手中に収めればすぐに消えてしまいそうな儚い光が一つ、二つと渦から外れ、ふよふよと夜空を照らしつける。
「……あのね、ツクヨミ」
「なんだ」
「今ちょっと思い出したんだけど、地球でね、こういうのをお月見って言うんだよ」
「お月見……?」
「うん。その年に作物の収穫が出来たことを祝って、皆でお祀りするんだ」
「……その神というのは、保食神のことか。気に食わんな」
「まぁ、そうだね。人間にとっちゃ私も保食神もツクヨミも神様には違いないよ」
「だが、ここには作物などないぞ。人間なぞ居ないからな」
「……うん。そう。そう、だね」
ツクヨミからすれば、至極普通のことを言ったまでのことだ。そう、普通のことだった。
「……人間は、いないもん」
ここには人間は居ない。イヨも死者であって、人間ではないのだ。そのことがひどく悲しいように思えてならないイヨは、喉に小石が詰まったような錯覚に陥った。

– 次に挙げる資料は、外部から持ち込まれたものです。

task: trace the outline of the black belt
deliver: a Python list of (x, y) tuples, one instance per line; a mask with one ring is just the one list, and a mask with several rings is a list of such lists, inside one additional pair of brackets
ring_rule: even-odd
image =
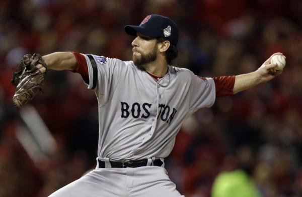
[[(138, 160), (136, 161), (126, 160), (122, 162), (109, 161), (111, 164), (111, 167), (138, 167), (147, 166), (148, 159)], [(164, 163), (161, 159), (156, 159), (153, 161), (153, 166), (161, 166)], [(99, 160), (99, 167), (105, 167), (105, 161)]]

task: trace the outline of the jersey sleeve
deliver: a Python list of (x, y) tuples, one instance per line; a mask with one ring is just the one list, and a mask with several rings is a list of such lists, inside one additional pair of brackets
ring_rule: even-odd
[(73, 53), (78, 65), (76, 72), (81, 75), (88, 88), (95, 91), (99, 102), (106, 102), (119, 81), (124, 62), (95, 55)]
[(215, 82), (211, 78), (200, 77), (190, 71), (191, 78), (190, 86), (190, 110), (210, 107), (215, 102)]
[(213, 78), (216, 89), (216, 97), (233, 95), (235, 84), (235, 76), (216, 77)]

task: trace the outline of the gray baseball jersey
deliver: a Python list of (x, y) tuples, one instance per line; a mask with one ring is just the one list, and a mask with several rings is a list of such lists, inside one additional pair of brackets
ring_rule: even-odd
[(99, 157), (165, 158), (187, 116), (215, 99), (213, 79), (169, 66), (156, 81), (132, 61), (84, 55), (98, 101)]

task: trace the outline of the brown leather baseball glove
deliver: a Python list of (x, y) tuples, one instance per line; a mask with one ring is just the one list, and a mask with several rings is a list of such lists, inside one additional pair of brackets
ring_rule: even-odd
[[(36, 67), (38, 64), (45, 67), (46, 72), (42, 73)], [(11, 81), (16, 86), (13, 102), (18, 109), (31, 101), (38, 92), (42, 91), (41, 86), (47, 70), (47, 66), (39, 54), (35, 53), (32, 56), (27, 54), (22, 58), (16, 72), (13, 73), (13, 79)]]

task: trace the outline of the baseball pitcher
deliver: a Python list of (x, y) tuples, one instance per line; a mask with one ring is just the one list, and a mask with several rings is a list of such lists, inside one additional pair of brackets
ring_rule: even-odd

唇を真一文字に引き結ぶ。きゅうと胸が締め付けられ、いよいよ正体不明の孤独感に捕われてしまう。
「……イヨ」
隣で再び押し黙ってしまったイヨに、ツクヨミは何と声をかけて良いやら分からない。そういった点では、ツクヨミはやはり神だった。人間の感傷についてある程度は理解がある方だと自負しているが、今この隣で懐かしそうに、それでも悲しそうに地球を見上げるイヨの心がまるきり推し量れそうにない。
ツクヨミには、それが歯痒く、悔しかった。
「……月が、綺麗ですね」
「……なぁに、それ」
「思っただけだ」
「ふ、ふふっ。……変なの」
だからツクヨミは、そっとイヨへと身体を寄せ付ける。悔しいことにイヨが何を想っているのかは分からない。分からないが、イヨが少しでもこの高い空に独りきりで浮かぶ地球を長く見ていられるように、身体を温めてやろう。そう、思ったのだ。

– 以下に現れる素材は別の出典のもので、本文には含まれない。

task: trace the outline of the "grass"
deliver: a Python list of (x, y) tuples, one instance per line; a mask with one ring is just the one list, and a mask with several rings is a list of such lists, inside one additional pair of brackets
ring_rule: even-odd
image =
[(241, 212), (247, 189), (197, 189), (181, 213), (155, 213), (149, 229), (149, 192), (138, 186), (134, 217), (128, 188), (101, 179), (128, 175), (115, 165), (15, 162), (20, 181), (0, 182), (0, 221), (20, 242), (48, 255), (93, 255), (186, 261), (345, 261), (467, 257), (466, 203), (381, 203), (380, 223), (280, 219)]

イヨもツクヨミの意図を汲み取ったのか、ふわりと柔らかな笑みを浮かべる。
「ありがと、ツクヨミ」
「……イヨもおかしな奴だな。あれの何が面白いというのだ」
「地球ではね、月にはウサギがいるんだってさ」
「……ウサギどころか、虫も草木も、妖怪もいるな」
「それでね、ウサギが餅をつくらしいよ」
「なに? 餅を?」
「うん。ぺったん、ぺったんって」
「それはイヨが妖怪を斬っている姿ではなくて?」
「あははっ。かもしんないね!」
やっといつものように明るく笑うイヨを見て、ツクヨミは安堵する。今でこそ人間とともに妖怪狩りをしているが、ツクヨミにとってイヨは不思議な人間だった。妖怪との戦闘はあんなにも嬉々としているのに、こうして地球とホタルとやらを見れば物憂げな表情になり、目に見えて落ち込んでしまう。かと思えばこうやって軽口を叩けばころころと鈴のように笑う。

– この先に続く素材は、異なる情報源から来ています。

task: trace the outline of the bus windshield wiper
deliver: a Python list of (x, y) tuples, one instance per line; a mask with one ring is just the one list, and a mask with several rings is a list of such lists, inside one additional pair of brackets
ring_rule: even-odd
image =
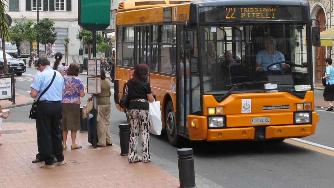
[[(234, 85), (226, 85), (226, 86), (232, 86), (232, 85), (233, 85), (233, 87), (232, 87), (232, 88), (231, 88), (229, 90), (228, 90), (228, 91), (227, 91), (227, 92), (226, 92), (225, 93), (225, 94), (224, 94), (224, 95), (223, 95), (220, 98), (218, 99), (217, 100), (217, 101), (218, 103), (220, 103), (220, 102), (221, 102), (223, 100), (224, 100), (224, 99), (225, 99), (225, 98), (226, 98), (226, 97), (227, 97), (227, 96), (228, 95), (229, 95), (230, 93), (231, 93), (231, 92), (232, 91), (233, 91), (233, 90), (234, 90), (234, 89), (235, 89), (235, 88), (236, 88), (236, 87), (237, 87), (239, 85), (249, 85), (250, 84), (255, 84), (255, 83), (271, 83), (272, 82), (279, 82), (279, 81), (280, 81), (280, 80), (275, 80), (275, 81), (250, 81), (250, 82), (240, 82), (240, 83), (237, 83), (236, 84), (234, 84)], [(276, 89), (277, 90), (277, 89)]]

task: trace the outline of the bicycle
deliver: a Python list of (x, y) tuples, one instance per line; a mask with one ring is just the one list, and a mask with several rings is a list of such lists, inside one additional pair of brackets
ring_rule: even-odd
[(110, 72), (113, 65), (111, 65), (109, 61), (104, 57), (102, 57), (101, 58), (101, 66), (103, 67), (105, 72)]

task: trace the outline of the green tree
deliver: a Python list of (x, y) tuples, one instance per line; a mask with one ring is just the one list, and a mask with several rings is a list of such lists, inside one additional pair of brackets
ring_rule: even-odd
[(6, 10), (8, 4), (8, 2), (7, 0), (0, 0), (0, 37), (2, 40), (2, 53), (5, 74), (8, 73), (8, 64), (6, 58), (5, 41), (10, 40), (9, 26), (8, 24), (8, 19), (6, 15)]
[(15, 25), (9, 27), (9, 35), (12, 43), (16, 43), (19, 52), (21, 43), (25, 40), (31, 43), (36, 40), (37, 32), (33, 27), (34, 22), (31, 20), (19, 21), (14, 19)]
[[(81, 30), (76, 35), (76, 39), (82, 41), (82, 44), (88, 46), (88, 58), (91, 58), (91, 48), (93, 45), (93, 33), (90, 31)], [(104, 41), (103, 37), (96, 34), (96, 43), (99, 44)]]
[(61, 41), (65, 46), (65, 63), (67, 66), (68, 63), (68, 43), (69, 42), (69, 38), (66, 38)]
[(47, 56), (46, 44), (54, 42), (57, 38), (57, 33), (54, 32), (54, 22), (47, 18), (39, 20), (34, 26), (37, 36), (36, 41), (44, 45), (45, 47), (45, 56)]
[(111, 46), (107, 43), (102, 42), (98, 44), (96, 46), (96, 49), (101, 54), (103, 53), (107, 53), (111, 50)]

ツクヨミは数多の人間の中でも、こんなにも傍に居たいと思う人間は初めてのことだった。
「ごめんね、ツクヨミ」
「なんだ」
「もうちょっとだけ、お願いね」
ぐるりと首に巻かれるイヨの小さな腕は、夜気に充てられすっかり冷えてしまっている。
ツクヨミはイヨを温めるという名目を勝手に打ち出しては、イヨに寄り添うように佇んだ。
「ありがとう」
ホタルの光の渦を見上げる少女と狼は、大きな星の下で静かに寄り添う。
ただ、じっと。互いの存在を確かめるように。
いかがだったでしょうか。あなたのお気に入りの空になれば、幸いです。